Avalanches are a serious risk when accessing the face of a silage pile as many people have been killed or injured when a silage avalanche/collapse occurs. It is very important to follow this rule of thumb: stand no closer to the front of the pile face than 3X its height. For example, if a pile is 15 feet high, you should be no closer than 45 feet from the front of the pile. Silage pile avalanches/collapses often occur when the pile has been improperly managed and silage is removed from the bottom up instead of the top down, resulting in an undercut and overhang in the pile. These overhangs can collapse at any time and workers or people accessing the pile should not be complacent regarding avalanche risks. Samples should only be taken from silage that has been recently removed from the pile in a loader bucket or a fresh silage pile that is located a safe distance from the face of the pile.

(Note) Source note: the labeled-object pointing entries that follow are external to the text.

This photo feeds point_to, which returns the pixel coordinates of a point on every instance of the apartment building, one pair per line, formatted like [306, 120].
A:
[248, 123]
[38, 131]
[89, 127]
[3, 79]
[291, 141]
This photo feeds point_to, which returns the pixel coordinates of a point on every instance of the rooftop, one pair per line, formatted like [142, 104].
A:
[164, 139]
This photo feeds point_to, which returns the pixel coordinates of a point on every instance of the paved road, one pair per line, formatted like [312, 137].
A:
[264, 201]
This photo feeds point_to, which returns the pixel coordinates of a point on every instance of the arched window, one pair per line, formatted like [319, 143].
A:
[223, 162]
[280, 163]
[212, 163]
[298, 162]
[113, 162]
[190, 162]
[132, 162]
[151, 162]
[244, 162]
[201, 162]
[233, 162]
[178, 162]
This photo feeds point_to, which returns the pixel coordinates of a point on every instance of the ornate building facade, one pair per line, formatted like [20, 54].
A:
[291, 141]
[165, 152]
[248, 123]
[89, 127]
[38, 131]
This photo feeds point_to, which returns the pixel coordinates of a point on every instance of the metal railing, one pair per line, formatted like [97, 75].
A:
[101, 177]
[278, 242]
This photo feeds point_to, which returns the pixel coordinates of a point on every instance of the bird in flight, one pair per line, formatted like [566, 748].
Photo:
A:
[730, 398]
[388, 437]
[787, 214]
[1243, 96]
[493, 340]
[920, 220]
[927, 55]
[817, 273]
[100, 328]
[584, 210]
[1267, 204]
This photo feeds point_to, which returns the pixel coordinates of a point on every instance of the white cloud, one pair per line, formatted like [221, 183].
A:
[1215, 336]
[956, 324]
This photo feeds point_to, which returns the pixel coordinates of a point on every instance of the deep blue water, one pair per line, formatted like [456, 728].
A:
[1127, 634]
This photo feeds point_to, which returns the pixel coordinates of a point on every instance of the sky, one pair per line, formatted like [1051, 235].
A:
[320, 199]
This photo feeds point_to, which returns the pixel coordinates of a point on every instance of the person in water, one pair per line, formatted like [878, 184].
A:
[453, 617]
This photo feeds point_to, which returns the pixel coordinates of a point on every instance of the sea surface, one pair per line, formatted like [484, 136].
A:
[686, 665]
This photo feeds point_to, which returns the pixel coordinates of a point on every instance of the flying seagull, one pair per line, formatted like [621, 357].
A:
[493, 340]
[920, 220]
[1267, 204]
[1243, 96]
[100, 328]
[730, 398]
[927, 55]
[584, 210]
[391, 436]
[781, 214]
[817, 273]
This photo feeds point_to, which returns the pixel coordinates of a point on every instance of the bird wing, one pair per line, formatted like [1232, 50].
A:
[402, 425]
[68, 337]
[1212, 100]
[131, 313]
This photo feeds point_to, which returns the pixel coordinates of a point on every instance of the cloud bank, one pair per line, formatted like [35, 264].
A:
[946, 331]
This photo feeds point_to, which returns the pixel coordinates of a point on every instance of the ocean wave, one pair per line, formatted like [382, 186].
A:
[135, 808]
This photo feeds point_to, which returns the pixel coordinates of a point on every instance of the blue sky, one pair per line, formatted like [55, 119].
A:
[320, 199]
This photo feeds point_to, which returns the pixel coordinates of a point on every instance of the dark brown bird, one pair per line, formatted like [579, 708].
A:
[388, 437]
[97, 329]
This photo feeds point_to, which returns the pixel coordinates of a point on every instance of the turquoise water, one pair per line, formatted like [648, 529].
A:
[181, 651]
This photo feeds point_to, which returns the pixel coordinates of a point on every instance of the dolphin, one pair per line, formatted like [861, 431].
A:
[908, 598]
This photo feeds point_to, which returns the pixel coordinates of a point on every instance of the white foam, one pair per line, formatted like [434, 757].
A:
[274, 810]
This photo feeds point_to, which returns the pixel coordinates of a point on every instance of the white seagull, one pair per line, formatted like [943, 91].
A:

It is recommended to place warning signs regarding the avalanche/collapse risk for silage piles along with possibly fencing off the area to limit access to this high risk area.
Gases are produced during the silage fermentation process and can be present for up to three to four weeks or more after the ensiling process is complete. The most dangerous gas produced is nitric oxide which changes to nitrogen dioxide (NO2) when it comes in contact with oxygen. Nitrogen dioxide is an extremely toxic gas which can cause death. It is a strong acid which when breathed in burns the lung tissue stopping the flow of oxygen to the body. Its presence can be noted by burning sensations in nose, throat and chest. This gas is often found in higher concentrations in upright silos and is often referred to as “silo gas”. It is recommended to ventilate a silo when first opening it after harvest to release the gas present. It is recommended to use the buddy system (working in pairs) when working around silage piles, especially those being accessed for the first time.
The Bottom Line
Accidents involving silage piles are often preventable. Workers need to be trained how to properly use machinery when building and accessing silage piles or putting silage in silos. We cannot risk becoming complacent in this high risk area but instead need to always be vigilant and aware of the potential risks regarding silage piles and silos used for feed storage.